“My Adventures with Superman” is for all intents and purposes an origin story. What makes this one work so well is that it simultaneously offers something fresh and new for long-time fans, while educating newcomers to what makes Superman special without spending too much time to retread the old ground. Krypton is mentioned, but there’s no flashback to its destruction or Superman’s crash landing on Earth. We see Clark discovering new powers throughout the series, but no montage of him hiding his identity through school.
Indeed, as Superman himself says at one point, he’s always researching where he came from and what he can do, and it’s a pleasure to watch him do it. He doesn’t know he’s invincible, but always jumps in front of fire to protect people because he knows he should, and he’s not invulnerable, constantly getting beaten up and looking really hurt . “My Adventures with Superman” references the wider DC Universe, but still feels like a fresh take that takes on the essence of the character without any baggage and it’s a joy to behold.

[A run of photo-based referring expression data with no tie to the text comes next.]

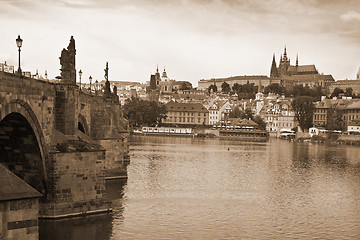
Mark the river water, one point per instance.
(192, 188)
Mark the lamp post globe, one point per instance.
(80, 73)
(19, 45)
(90, 79)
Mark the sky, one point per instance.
(192, 39)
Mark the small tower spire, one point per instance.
(273, 70)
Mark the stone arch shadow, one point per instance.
(21, 110)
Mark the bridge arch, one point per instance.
(22, 144)
(82, 124)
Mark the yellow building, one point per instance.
(186, 114)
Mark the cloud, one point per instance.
(350, 16)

Helping with the freshness and novelty of it all are the anime visuals. Studio Mir are no strangers to the DC Universe, having worked on both “Harley Quinn” and “Young Justice,” and they bring a jaw-dropping sense of action to the series. Similarly, the anime’s influence is clear, with tons of nods and references, from the most obvious “Dragon Ball” and “Sailor Moon,” to direct visual nods to “Neon Genesis Evangelion.” and “Gurren Lagann”.
If there’s a problem with this approach, it’s that CG is a bit sloppy and the “moe” style is distracting at first – especially when we’ve had over a decade of DC shows and movies. already inspired by the anime.